We have a common set of variables in our infrastructure on AWS, planned to be used by several modules. For example subnet ids, vpc id and so on.
I want to avoid duplicating these variables through each module's *.tfvars files. Is that possible to make them available to all modules, while keeping the modules isolated from each other?
I think about kind of core module, which can be imported from everywhere. But I am not sure if a module is the right way, as modules are intended to have only resources in them, and I want to simply expose a few variables instead. Is it the right way to use modules to share variables? Or how you guys cope with this problem? Think it's common or it's bad approach in terraform?
If you have a set of expressions (including hard-coded literal values) that you want to reuse then it is valid to write a module which only contains input variable declarations, local values, and output values as a way to model that.
The simplest form of this would be a module that only contains output
blocks whose values are hard-coded literal values, like this:
output "example" {
value = "result"
}
The official module hashicorp/subnets/cidr
is an example of that: it doesn't declare any resources of its own, and instead it just encapsulates some logic for calculating a set of subnets based on some input variables.

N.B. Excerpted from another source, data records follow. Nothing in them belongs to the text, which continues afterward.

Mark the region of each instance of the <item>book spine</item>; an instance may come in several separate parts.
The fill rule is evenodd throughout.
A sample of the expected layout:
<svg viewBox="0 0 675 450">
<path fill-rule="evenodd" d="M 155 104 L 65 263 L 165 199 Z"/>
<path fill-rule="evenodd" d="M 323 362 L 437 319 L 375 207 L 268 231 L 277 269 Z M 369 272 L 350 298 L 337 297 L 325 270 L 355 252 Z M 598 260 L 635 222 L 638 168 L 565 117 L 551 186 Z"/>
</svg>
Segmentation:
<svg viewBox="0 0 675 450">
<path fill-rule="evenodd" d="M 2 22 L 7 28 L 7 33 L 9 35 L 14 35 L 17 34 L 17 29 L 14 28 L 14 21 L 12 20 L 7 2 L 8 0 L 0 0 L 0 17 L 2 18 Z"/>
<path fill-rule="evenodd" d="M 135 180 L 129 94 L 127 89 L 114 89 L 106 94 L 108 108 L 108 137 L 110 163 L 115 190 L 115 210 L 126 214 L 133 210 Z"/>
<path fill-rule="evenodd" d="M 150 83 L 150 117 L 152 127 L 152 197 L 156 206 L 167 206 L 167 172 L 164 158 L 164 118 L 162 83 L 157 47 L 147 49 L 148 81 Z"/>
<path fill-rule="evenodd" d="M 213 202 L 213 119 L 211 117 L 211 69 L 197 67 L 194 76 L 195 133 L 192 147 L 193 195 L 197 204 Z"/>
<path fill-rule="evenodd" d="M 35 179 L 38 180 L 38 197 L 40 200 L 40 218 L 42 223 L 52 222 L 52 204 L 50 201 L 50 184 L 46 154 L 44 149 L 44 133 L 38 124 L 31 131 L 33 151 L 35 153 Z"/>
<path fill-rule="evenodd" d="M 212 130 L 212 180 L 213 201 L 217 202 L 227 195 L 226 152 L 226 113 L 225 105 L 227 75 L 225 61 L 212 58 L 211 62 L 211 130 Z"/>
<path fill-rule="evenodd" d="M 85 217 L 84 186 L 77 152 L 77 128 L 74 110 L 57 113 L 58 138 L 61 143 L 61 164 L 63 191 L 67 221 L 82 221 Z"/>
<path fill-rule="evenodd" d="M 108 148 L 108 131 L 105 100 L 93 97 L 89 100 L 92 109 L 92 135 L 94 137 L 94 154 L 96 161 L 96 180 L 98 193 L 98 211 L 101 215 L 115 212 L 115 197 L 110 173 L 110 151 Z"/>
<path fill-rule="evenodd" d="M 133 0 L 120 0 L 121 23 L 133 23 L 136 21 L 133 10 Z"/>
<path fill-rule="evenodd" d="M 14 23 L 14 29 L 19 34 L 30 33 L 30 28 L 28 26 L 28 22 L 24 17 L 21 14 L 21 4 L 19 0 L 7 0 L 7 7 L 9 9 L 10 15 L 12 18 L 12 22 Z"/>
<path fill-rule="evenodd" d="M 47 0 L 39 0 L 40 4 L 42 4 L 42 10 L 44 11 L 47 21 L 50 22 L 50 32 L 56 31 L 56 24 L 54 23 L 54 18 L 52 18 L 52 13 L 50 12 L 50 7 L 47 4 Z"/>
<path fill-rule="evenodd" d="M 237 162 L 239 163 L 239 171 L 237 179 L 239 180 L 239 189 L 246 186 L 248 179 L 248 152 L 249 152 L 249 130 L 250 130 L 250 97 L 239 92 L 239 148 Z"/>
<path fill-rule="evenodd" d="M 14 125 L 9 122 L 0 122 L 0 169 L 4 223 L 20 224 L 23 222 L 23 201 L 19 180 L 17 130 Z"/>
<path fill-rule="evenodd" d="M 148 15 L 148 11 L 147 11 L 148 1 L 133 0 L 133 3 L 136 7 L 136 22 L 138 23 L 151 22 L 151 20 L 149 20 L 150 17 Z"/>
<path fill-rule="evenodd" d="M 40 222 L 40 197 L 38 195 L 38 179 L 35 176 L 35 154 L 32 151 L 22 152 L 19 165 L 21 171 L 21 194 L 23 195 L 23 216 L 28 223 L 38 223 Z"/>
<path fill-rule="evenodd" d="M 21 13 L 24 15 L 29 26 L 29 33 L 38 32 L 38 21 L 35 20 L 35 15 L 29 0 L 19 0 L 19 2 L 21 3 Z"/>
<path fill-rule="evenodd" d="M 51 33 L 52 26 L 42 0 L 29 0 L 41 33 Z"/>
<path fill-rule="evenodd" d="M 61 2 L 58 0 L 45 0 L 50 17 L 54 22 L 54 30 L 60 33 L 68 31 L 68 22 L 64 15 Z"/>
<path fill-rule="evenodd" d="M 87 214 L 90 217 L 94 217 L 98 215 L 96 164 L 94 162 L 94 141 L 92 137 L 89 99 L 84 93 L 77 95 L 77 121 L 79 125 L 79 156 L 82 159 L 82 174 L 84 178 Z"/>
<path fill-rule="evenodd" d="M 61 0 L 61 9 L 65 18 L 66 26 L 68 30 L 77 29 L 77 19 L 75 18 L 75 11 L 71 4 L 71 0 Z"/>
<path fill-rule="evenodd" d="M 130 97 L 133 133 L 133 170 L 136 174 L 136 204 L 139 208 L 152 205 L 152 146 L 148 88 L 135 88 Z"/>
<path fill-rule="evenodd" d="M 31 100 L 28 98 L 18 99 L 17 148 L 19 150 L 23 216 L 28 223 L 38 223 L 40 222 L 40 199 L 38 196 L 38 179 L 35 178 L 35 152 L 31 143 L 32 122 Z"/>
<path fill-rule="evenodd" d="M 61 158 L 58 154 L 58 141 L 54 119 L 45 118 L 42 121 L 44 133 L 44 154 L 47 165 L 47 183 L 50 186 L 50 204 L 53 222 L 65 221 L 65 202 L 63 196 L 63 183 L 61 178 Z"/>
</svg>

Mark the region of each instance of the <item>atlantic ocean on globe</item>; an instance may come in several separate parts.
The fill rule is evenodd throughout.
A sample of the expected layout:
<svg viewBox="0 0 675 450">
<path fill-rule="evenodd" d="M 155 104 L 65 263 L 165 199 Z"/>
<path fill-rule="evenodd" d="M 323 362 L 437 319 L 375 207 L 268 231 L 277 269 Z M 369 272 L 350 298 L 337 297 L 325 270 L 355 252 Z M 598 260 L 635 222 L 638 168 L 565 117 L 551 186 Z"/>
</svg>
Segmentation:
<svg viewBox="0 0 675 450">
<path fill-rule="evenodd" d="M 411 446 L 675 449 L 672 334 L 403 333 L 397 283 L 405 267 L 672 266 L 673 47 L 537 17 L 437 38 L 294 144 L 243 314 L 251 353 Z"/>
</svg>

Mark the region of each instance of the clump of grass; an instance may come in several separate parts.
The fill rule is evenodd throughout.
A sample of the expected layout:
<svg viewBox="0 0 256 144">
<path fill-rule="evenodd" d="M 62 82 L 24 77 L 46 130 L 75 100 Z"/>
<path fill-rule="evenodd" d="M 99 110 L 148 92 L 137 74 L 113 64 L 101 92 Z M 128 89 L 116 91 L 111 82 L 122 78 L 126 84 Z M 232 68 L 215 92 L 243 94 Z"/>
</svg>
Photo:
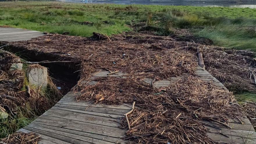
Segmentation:
<svg viewBox="0 0 256 144">
<path fill-rule="evenodd" d="M 35 115 L 29 118 L 24 115 L 24 112 L 17 108 L 17 114 L 9 115 L 7 118 L 0 119 L 0 138 L 8 136 L 21 128 L 27 125 L 37 117 Z"/>
<path fill-rule="evenodd" d="M 97 21 L 93 23 L 93 26 L 95 26 L 97 29 L 99 29 L 102 26 L 102 23 L 101 21 Z"/>
<path fill-rule="evenodd" d="M 256 102 L 256 94 L 245 92 L 234 95 L 236 99 L 239 102 L 246 101 Z"/>
<path fill-rule="evenodd" d="M 77 16 L 82 16 L 84 14 L 83 12 L 77 9 L 69 10 L 67 13 L 70 15 L 75 15 Z"/>
</svg>

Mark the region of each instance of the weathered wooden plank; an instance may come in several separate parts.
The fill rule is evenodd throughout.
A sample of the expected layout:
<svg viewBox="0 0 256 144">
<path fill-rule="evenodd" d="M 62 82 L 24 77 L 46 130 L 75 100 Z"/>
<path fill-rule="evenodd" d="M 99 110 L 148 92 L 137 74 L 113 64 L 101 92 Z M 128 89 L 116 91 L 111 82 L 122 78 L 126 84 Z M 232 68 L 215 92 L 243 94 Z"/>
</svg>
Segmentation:
<svg viewBox="0 0 256 144">
<path fill-rule="evenodd" d="M 254 138 L 255 139 L 256 138 L 256 133 L 255 131 L 252 131 L 223 128 L 221 128 L 220 129 L 221 129 L 221 130 L 207 126 L 205 127 L 208 129 L 210 132 L 212 133 L 219 134 L 220 131 L 220 132 L 228 136 L 235 136 L 251 139 Z"/>
<path fill-rule="evenodd" d="M 73 106 L 61 104 L 56 104 L 54 106 L 57 107 L 76 109 L 81 111 L 85 111 L 86 110 L 86 111 L 111 114 L 121 116 L 123 115 L 124 114 L 130 111 L 129 110 L 123 110 L 117 109 Z"/>
<path fill-rule="evenodd" d="M 230 136 L 227 137 L 223 135 L 218 134 L 210 132 L 207 133 L 207 135 L 209 138 L 211 139 L 218 142 L 224 142 L 225 143 L 230 143 L 255 144 L 255 140 L 250 138 L 242 138 L 241 137 L 235 136 Z"/>
<path fill-rule="evenodd" d="M 29 133 L 34 132 L 24 129 L 21 129 L 18 131 L 19 131 L 24 133 Z M 38 142 L 38 144 L 71 144 L 71 143 L 63 141 L 58 139 L 56 139 L 48 136 L 42 134 L 37 133 L 38 135 L 41 136 L 42 139 Z"/>
<path fill-rule="evenodd" d="M 73 99 L 67 100 L 61 99 L 56 104 L 66 104 L 68 105 L 73 105 L 74 106 L 90 106 L 92 107 L 97 107 L 101 108 L 108 108 L 113 109 L 129 109 L 130 110 L 131 107 L 125 106 L 124 105 L 120 106 L 115 105 L 108 105 L 104 104 L 93 104 L 91 102 L 76 102 Z"/>
<path fill-rule="evenodd" d="M 74 130 L 119 138 L 122 137 L 126 130 L 117 127 L 88 123 L 75 120 L 42 115 L 31 124 L 44 125 Z"/>
<path fill-rule="evenodd" d="M 31 31 L 27 29 L 0 29 L 0 33 L 10 33 L 12 32 L 19 32 L 20 31 Z"/>
<path fill-rule="evenodd" d="M 110 136 L 106 136 L 102 135 L 92 134 L 91 133 L 86 133 L 71 129 L 63 129 L 60 127 L 35 123 L 30 125 L 29 126 L 31 127 L 35 127 L 38 129 L 42 129 L 42 130 L 45 130 L 45 129 L 44 128 L 49 129 L 50 129 L 66 132 L 72 134 L 86 136 L 89 138 L 95 138 L 98 140 L 104 141 L 111 143 L 113 143 L 114 142 L 117 142 L 119 140 L 119 141 L 120 142 L 120 143 L 125 143 L 123 141 L 124 141 L 123 140 L 122 140 L 120 138 L 113 138 Z"/>
<path fill-rule="evenodd" d="M 51 109 L 43 115 L 109 127 L 118 127 L 120 125 L 120 119 L 61 110 Z"/>
<path fill-rule="evenodd" d="M 67 111 L 72 112 L 75 112 L 79 113 L 84 113 L 93 115 L 101 116 L 104 117 L 106 117 L 106 118 L 114 118 L 118 119 L 120 119 L 120 118 L 124 117 L 123 115 L 120 116 L 111 114 L 108 114 L 105 113 L 99 113 L 95 112 L 89 111 L 86 111 L 85 110 L 85 109 L 83 111 L 81 111 L 80 110 L 77 110 L 76 109 L 67 109 L 66 108 L 58 107 L 57 107 L 55 106 L 53 107 L 51 109 L 58 109 L 63 111 Z M 124 113 L 124 114 L 125 114 L 125 113 Z"/>
<path fill-rule="evenodd" d="M 242 122 L 243 122 L 244 124 L 251 125 L 250 120 L 248 118 L 243 117 L 243 118 L 240 119 L 240 120 Z M 241 124 L 241 122 L 238 120 L 233 120 L 229 119 L 229 121 L 231 123 L 236 123 L 237 124 Z"/>
<path fill-rule="evenodd" d="M 77 144 L 112 144 L 112 143 L 103 141 L 83 136 L 74 134 L 66 132 L 52 129 L 33 125 L 25 127 L 24 129 L 38 134 L 42 134 L 71 143 Z M 69 131 L 67 131 L 68 132 Z"/>
<path fill-rule="evenodd" d="M 41 32 L 35 32 L 34 33 L 20 33 L 16 35 L 13 35 L 13 34 L 10 34 L 9 35 L 1 35 L 0 36 L 0 40 L 2 39 L 10 38 L 17 38 L 17 39 L 21 38 L 22 37 L 25 37 L 30 36 L 34 36 L 35 35 L 44 35 Z"/>
<path fill-rule="evenodd" d="M 15 35 L 15 34 L 17 34 L 19 33 L 35 33 L 35 32 L 38 32 L 38 31 L 19 31 L 19 32 L 11 32 L 10 33 L 0 33 L 0 35 L 9 35 L 10 34 L 13 34 Z"/>
</svg>

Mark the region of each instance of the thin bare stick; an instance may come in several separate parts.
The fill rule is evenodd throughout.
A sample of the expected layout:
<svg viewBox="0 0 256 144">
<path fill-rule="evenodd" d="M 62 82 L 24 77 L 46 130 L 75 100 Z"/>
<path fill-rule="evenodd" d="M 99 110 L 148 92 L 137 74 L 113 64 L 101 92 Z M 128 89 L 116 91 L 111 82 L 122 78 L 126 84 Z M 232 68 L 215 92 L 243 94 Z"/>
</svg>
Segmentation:
<svg viewBox="0 0 256 144">
<path fill-rule="evenodd" d="M 115 71 L 114 72 L 111 72 L 110 73 L 109 73 L 107 74 L 108 75 L 110 75 L 111 74 L 114 74 L 116 73 L 117 72 L 120 72 L 120 71 L 119 71 L 119 70 L 117 70 L 116 71 Z"/>
<path fill-rule="evenodd" d="M 30 64 L 35 64 L 38 63 L 77 63 L 79 62 L 78 61 L 44 61 L 37 62 L 31 62 L 30 61 L 23 62 L 24 63 L 30 63 Z"/>
<path fill-rule="evenodd" d="M 127 117 L 127 115 L 130 114 L 133 111 L 133 110 L 134 109 L 134 105 L 135 105 L 135 102 L 134 102 L 132 104 L 132 106 L 131 109 L 131 111 L 130 111 L 125 114 L 125 118 L 126 119 L 126 121 L 127 122 L 127 124 L 128 124 L 128 128 L 129 129 L 130 129 L 131 128 L 131 127 L 130 127 L 130 124 L 129 122 L 129 120 L 128 120 L 128 117 Z"/>
</svg>

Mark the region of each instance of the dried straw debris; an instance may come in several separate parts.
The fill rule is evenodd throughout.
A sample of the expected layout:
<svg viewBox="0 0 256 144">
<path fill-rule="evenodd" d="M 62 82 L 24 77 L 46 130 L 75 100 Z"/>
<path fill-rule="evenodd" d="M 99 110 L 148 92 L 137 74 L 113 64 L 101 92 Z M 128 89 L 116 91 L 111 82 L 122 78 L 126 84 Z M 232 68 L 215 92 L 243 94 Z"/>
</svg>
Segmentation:
<svg viewBox="0 0 256 144">
<path fill-rule="evenodd" d="M 150 32 L 118 35 L 110 40 L 97 34 L 96 39 L 53 35 L 34 40 L 52 40 L 43 45 L 26 41 L 10 44 L 63 59 L 81 61 L 81 78 L 73 90 L 82 92 L 78 101 L 108 104 L 135 102 L 135 109 L 128 117 L 131 129 L 126 134 L 136 143 L 214 143 L 207 136 L 203 120 L 228 127 L 229 119 L 241 118 L 245 108 L 235 104 L 232 93 L 194 76 L 198 49 L 202 52 L 207 69 L 228 88 L 255 91 L 249 74 L 250 70 L 255 70 L 254 60 L 245 52 L 224 52 L 219 47 Z M 92 74 L 100 69 L 127 74 L 122 79 L 93 78 Z M 184 75 L 187 76 L 167 87 L 157 88 L 143 81 L 146 78 L 157 81 Z M 85 82 L 88 81 L 97 82 L 88 85 Z M 127 129 L 125 119 L 122 122 Z"/>
<path fill-rule="evenodd" d="M 34 133 L 19 132 L 9 135 L 8 137 L 1 140 L 0 143 L 4 144 L 37 144 L 41 139 L 41 136 Z"/>
</svg>

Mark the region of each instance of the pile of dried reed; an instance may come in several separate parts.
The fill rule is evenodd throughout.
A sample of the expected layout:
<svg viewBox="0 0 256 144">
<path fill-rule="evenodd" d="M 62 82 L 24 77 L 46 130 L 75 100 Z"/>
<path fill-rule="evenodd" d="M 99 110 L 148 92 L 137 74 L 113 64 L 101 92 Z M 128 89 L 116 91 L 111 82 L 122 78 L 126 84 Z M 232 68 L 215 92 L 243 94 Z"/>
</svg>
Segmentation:
<svg viewBox="0 0 256 144">
<path fill-rule="evenodd" d="M 6 144 L 37 144 L 41 139 L 41 136 L 34 133 L 28 134 L 18 132 L 9 135 L 3 138 L 0 143 Z"/>
<path fill-rule="evenodd" d="M 53 35 L 33 40 L 52 40 L 42 44 L 28 42 L 10 44 L 35 52 L 58 55 L 63 60 L 80 61 L 82 78 L 74 90 L 82 92 L 77 97 L 78 100 L 109 104 L 135 102 L 137 107 L 129 118 L 131 129 L 127 134 L 139 143 L 213 143 L 206 135 L 203 120 L 228 127 L 226 124 L 228 119 L 241 118 L 242 109 L 233 102 L 232 93 L 193 76 L 198 66 L 198 49 L 202 52 L 207 68 L 214 76 L 222 82 L 229 82 L 224 84 L 228 87 L 238 85 L 243 90 L 252 91 L 255 89 L 252 83 L 241 82 L 248 81 L 250 77 L 248 69 L 242 68 L 251 67 L 252 63 L 250 63 L 253 61 L 236 52 L 225 54 L 214 47 L 207 48 L 200 44 L 150 33 L 104 38 L 104 40 L 95 40 L 95 38 Z M 127 75 L 122 79 L 92 79 L 92 74 L 99 69 L 120 71 Z M 232 76 L 231 72 L 235 75 Z M 146 78 L 168 80 L 184 74 L 189 76 L 166 87 L 157 88 L 143 81 Z M 235 77 L 238 76 L 239 78 Z M 92 80 L 98 82 L 88 86 L 85 82 Z M 125 120 L 122 122 L 123 127 L 127 128 Z"/>
</svg>

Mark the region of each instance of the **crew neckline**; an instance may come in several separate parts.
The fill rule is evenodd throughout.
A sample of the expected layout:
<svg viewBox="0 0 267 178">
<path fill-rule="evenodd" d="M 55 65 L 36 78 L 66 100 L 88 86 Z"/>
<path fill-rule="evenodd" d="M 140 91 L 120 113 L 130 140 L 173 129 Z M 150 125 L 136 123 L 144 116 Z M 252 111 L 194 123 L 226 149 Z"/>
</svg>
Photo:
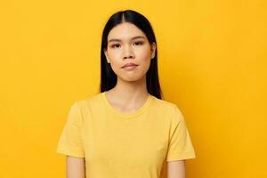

This is a special case of Data-only Modules where the data comes from inside the module itself, rather than from data sources. A nice thing about modelling shared data in this way is that if you later decide to calculate those results automatically based on data sources then you'll be able to do so, while keeping the details encapsulated. For example, if you define a module which takes an environment name as an input variable and returns derived settings about that environment, the module could contain local logic to calculate those results today but could later determine some of those settings by fetching them from a prescribed remote location, such as AWS SSM Parameter store, if the need arises.